Pubblicato sull'inserto domenicale de Il Sole 24 Ore, 17 giugno 2012. Tutti i diritti riservati.
Se n’è andata a 78 anni Elinor Ostrom, premio Nobel per l’Economia (con Oliver E. Williamson) nel 2009, un anno dopo la tragedia finanziaria del 2008, con il crollo delle borse internazionali e il collasso a catena di banche e stati. Premiata per il suo lavoro sull’economia dei beni comuni e le strategie d’azione collettiva, la Ostrom è la prima donna ad avere mai ricevuto il Nobel in questa disciplina. Con un ragionamento semplice: non esiste nessuna tragedia inesorabile iscritta necessariamente nei geni del nostro comportamento economico. Possiamo imparare a collaborare, a cambiare le regole del gioco e a gestire le risorse che condividiamo in modo più ragionevole.
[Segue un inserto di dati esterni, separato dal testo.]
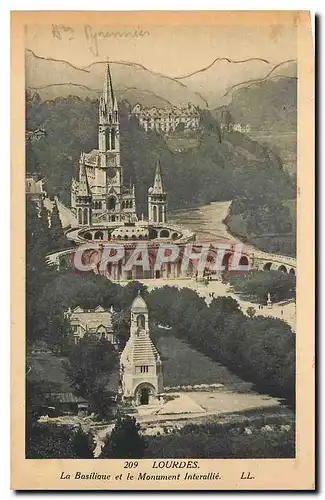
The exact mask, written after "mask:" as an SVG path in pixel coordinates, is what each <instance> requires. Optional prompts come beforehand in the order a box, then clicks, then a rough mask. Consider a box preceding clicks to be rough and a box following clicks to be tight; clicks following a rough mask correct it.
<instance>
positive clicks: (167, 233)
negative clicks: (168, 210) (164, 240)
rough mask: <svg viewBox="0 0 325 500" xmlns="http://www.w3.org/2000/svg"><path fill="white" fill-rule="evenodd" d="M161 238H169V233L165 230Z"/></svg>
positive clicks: (163, 232)
mask: <svg viewBox="0 0 325 500" xmlns="http://www.w3.org/2000/svg"><path fill="white" fill-rule="evenodd" d="M160 238H169V231H167V230H166V229H163V230H162V231H161V233H160Z"/></svg>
Outsider nel mondo eminentemente maschile degli economisti “duri”, la notizia del suo Nobel lasciò la comunità sorpresa e impreparata. La maggior parte degli economisti non la conosceva nemmeno, e molti di loro la consideravano più un’esperta di scienze politiche che una vera economista. Studiosa interdisciplinare, la Ostrom non aveva esitato a combinare ricerca empirica, osservazione antropologica e studio delle norme sociali per comprendere come la gente si organizza spontaneamente nella gestione dei beni collettivi come l’aria, le foreste, l’acqua, i pascoli, le spiagge, la conoscenza (si veda la raccolta diretta con Charlotte Hess: La conoscenza come bene comune, Bruno Mondadori), senza bisogno di leggi imposte dall’alto. Nel suo libro Governare i beni collettivi. Istituzioni pubbliche e iniziative di comunità(Marsilio, 2007), Elinor Ostrom attacca la visione canonica della cooperazione che impera in economia e, più in generale, nella Weltanschauung del presente.
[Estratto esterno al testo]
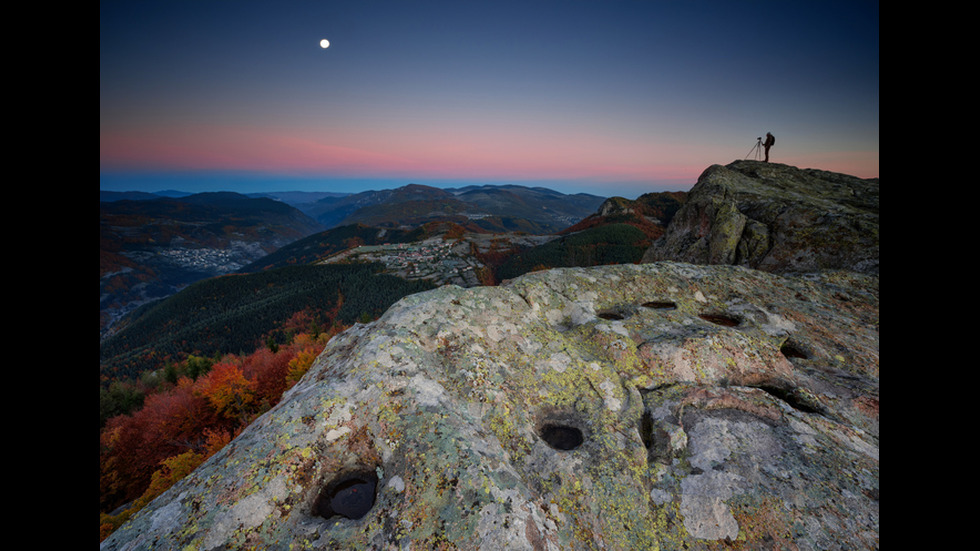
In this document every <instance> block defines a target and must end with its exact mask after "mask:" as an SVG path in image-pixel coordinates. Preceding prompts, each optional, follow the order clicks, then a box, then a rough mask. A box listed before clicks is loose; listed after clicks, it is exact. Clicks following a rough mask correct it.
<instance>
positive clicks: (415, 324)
mask: <svg viewBox="0 0 980 551" xmlns="http://www.w3.org/2000/svg"><path fill="white" fill-rule="evenodd" d="M878 390H879V385H878V278H877V277H871V276H867V275H861V274H856V273H854V272H821V273H820V274H819V275H806V276H786V275H777V274H773V273H767V272H763V271H758V270H752V269H748V268H744V267H739V266H722V265H717V266H698V265H693V264H684V263H673V262H658V263H652V264H642V265H621V266H610V267H601V268H574V269H558V270H550V271H545V272H539V273H535V274H530V275H527V276H524V277H521V278H518V279H516V280H513V281H511V282H509V283H507V284H506V285H502V286H499V287H477V288H470V289H462V288H459V287H454V286H447V287H442V288H439V289H436V290H433V291H430V292H426V293H421V294H418V295H413V296H411V297H407V298H405V299H403V300H402V301H400V302H399V303H397V304H396V305H394V306H393V307H392V308H390V309H389V311H388V312H387V313H386V314H385V315H384V316H383V317H382V318H381V319H379V320H378V321H376V322H374V323H372V324H369V325H358V326H355V327H354V328H352V329H350V330H349V331H347V332H345V333H344V334H342V335H340V336H338V337H336V338H334V339H333V340H332V341H331V342H330V344H328V346H327V347H326V349H325V350H324V352H323V353H322V355H321V356H320V357H319V358H318V360H317V362H316V363H315V365H314V366H313V368H312V369H311V370H310V372H309V373H307V375H306V376H305V377H304V379H303V380H302V381H301V382H300V383H299V384H298V385H297V386H295V387H293V389H291V390H290V391H289V393H288V394H287V395H286V396H284V398H283V400H282V401H281V402H280V404H279V405H278V406H277V407H275V408H274V409H272V410H271V411H269V412H268V413H267V414H265V415H264V416H263V417H261V418H260V419H259V420H258V421H257V422H255V423H253V424H252V425H251V426H250V427H249V428H248V429H246V430H245V431H244V432H243V433H242V434H241V435H240V436H239V437H238V438H237V439H235V440H234V441H232V442H231V443H230V444H229V445H228V446H226V447H225V449H223V450H222V451H221V452H219V453H218V454H216V455H215V456H213V457H212V458H211V459H210V460H209V461H208V462H206V463H205V464H204V465H202V466H201V467H200V468H198V469H197V470H196V471H195V472H194V473H192V474H191V475H190V476H189V477H187V478H185V479H184V480H183V481H181V482H179V483H178V484H177V485H175V486H174V487H172V488H171V489H170V490H169V491H168V492H166V493H165V494H163V495H162V496H160V497H159V498H158V499H157V500H155V501H154V502H153V503H151V504H150V505H149V506H148V507H146V508H145V509H144V510H142V511H141V512H140V513H138V514H137V515H136V516H134V517H133V518H132V519H131V521H130V522H129V523H127V524H126V525H124V526H123V527H121V528H120V529H119V530H117V531H116V532H115V533H114V534H113V535H112V536H110V537H109V538H108V539H107V540H106V541H104V542H103V543H102V546H101V548H102V549H105V550H123V549H177V548H180V549H195V550H198V551H206V550H215V549H248V548H257V549H425V550H428V549H453V548H458V549H490V550H494V551H499V550H504V549H528V550H546V549H623V550H626V549H664V550H667V549H723V548H724V549H730V548H736V549H801V550H834V549H876V548H877V547H878V545H879V543H878V541H879V529H878V526H879V505H878V486H879V481H878V478H879V477H878V448H879V446H878V438H879V432H878ZM348 517H352V518H348Z"/></svg>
Per gli economisti ancora convinti, beati loro, della razionalità dell’homo oeconomicus, la cooperazione è un dilemma irrisolvibile, studiato e ristudiato sotto il nome di Dilemma del Prigioniero. Il nome stesso del dilemma la dice lunga sulla visione dell’umanità che vi sta dietro. Il dilemma del prigioniero è un dilemma sociale perché l’azione razionale individuale porta a una situazione d’irrazionalità collettiva. La situazione è la seguente. Dobbiamo decidere se cooperare o meno con qualcuno. Il meglio sarebbe per entrambi di cooperare, perché ci permetterebbe di ottenere il risultato migliore. Ma il rischio che l’altro decida di fregarci una volta che noi abbiamo fatto la prima mossa è troppo alto (io pago in anticipo per ottenere la sua merce e quello invece di spedirmela, scappa con i soldi). Dunque, ci accontentiamo del risultato mediocre di non cooperare per evitare le perdite troppo importanti nel caso di defezione dell’altro.
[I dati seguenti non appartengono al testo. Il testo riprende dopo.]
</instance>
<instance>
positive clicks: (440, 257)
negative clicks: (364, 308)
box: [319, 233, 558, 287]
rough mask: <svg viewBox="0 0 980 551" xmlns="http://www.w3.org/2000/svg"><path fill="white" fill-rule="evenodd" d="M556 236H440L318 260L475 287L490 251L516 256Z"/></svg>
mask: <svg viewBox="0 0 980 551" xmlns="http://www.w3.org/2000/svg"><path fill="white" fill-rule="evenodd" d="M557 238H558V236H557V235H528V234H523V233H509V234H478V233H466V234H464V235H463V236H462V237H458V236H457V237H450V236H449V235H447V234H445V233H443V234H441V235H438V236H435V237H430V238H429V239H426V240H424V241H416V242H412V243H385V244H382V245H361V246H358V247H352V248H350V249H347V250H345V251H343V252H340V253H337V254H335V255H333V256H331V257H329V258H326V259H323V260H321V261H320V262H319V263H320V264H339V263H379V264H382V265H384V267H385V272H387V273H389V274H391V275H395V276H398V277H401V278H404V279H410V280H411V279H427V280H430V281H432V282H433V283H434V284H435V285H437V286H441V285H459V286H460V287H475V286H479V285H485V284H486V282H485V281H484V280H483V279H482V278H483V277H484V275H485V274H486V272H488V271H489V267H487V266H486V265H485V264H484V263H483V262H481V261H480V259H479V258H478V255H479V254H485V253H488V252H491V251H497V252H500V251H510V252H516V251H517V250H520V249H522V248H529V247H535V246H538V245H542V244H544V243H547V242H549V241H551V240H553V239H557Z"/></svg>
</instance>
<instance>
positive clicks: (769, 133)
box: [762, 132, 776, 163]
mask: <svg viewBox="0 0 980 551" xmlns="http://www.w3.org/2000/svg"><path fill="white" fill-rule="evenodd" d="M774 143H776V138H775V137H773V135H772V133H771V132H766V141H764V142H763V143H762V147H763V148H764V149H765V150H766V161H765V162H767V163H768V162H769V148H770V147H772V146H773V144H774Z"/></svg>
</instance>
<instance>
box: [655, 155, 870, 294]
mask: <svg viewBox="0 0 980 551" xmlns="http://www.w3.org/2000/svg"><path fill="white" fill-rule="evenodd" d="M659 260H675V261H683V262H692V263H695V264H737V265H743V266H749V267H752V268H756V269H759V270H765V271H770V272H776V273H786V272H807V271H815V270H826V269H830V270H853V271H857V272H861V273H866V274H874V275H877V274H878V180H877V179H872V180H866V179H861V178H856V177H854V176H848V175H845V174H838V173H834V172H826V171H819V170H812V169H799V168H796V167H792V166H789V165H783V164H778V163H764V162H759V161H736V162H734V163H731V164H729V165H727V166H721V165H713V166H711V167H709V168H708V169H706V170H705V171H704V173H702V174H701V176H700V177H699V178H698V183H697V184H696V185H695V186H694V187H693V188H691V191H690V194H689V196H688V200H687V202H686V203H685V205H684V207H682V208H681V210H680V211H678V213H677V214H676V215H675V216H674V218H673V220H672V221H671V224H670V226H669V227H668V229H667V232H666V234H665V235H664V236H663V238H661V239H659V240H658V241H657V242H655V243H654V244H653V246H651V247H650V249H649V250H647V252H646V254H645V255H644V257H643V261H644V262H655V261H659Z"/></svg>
La tragedia della cooperazione era stata l’oggetto di un famosissimo articolo pubblicato su Science nel 1968, The Tragedy of the Commons, in cui lo studioso di ecologia Garrett Hardin sosteneva che l’azione collettiva fosse impossibile perché genera paradossi come il dilemma del prigioniero e, in ultima analisi, il collasso delle risorse condivise. Se un gruppo di individui si trova a condividere un bene comune, diciamo un pascolo, e ognuno massimizza il suo interesse, allora il pascolo verrà prima o poi completamente distrutto. La logica inesorabile del destino del pascolo diventò un leitmotiv degli economisti, che in maggioranza decisero che bisogna imporre regole dall’alto di gestione della proprietà sui beni collettivi per evitarne la completa distruzione.
Il lavoro empirico e teorico della Ostrom mostra semplicemente che questa forza del destino dell’uomo razionale massimizzatore del suo utile non c’è. Se si analizzano gli esempi, come lei fa spaziando dai sistemi di irrigazione in Nepal, ai pascoli africani, dalla gestione delle acque in California, alle foreste e ai diritti sulla pesca, ci si rende presto conto che la gente non è vittima del dilemma del prigioniero. La gente coopera, trova soluzioni, cerca di mettersi d’accordo con quelli che sembrano più disponibili a partecipare, crea sistemi di sanzioni per i free-riders, insomma, nessuno resta intrappolato in relazioni paradossali che portano inevitabilmente alla rovina. Tranne forse gli economisti e i mercati che incarnano le loro visioni del mondo.
Come scrive giustamente nel suo libro, il dilemma del prigioniero incarna una metafora fondamentale del presente: l’uomo in trappola, che non può che scegliere per sé stesso e subire invece il suo destino sociale. Ecco perché il suo destino è tragico. Whitehead sosteneva che l’essenza drammatica della tragedia non è la sventura, ma la solennità del processo inesorabile e ineluttabile degli avvenimenti. Le ricerche della Olstrom mostrano che l’ineluttabilità non esiste, se non nell’astrazione dei modelli formali delle transazioni finanziarie. E invece di stupirsi che un premio Nobel in economia sia stato dato a una ricercatrice interdisciplinare, esperta di sociologia, antropologia, economia politica, governance, istituzioni pubbliche, etc. bisognerebbe chiedersi piuttosto come fa a esistere ancora oggi un premio Nobel di economia e basta invece che di scienze sociali in generale. Non sono bastati i premi Nobel in economia dati a psicologi, a filosofi, a esperti di etica, a scienziati politici per far capire agli economisti che ci sono più cose tra cielo e terra che nei loro modelli.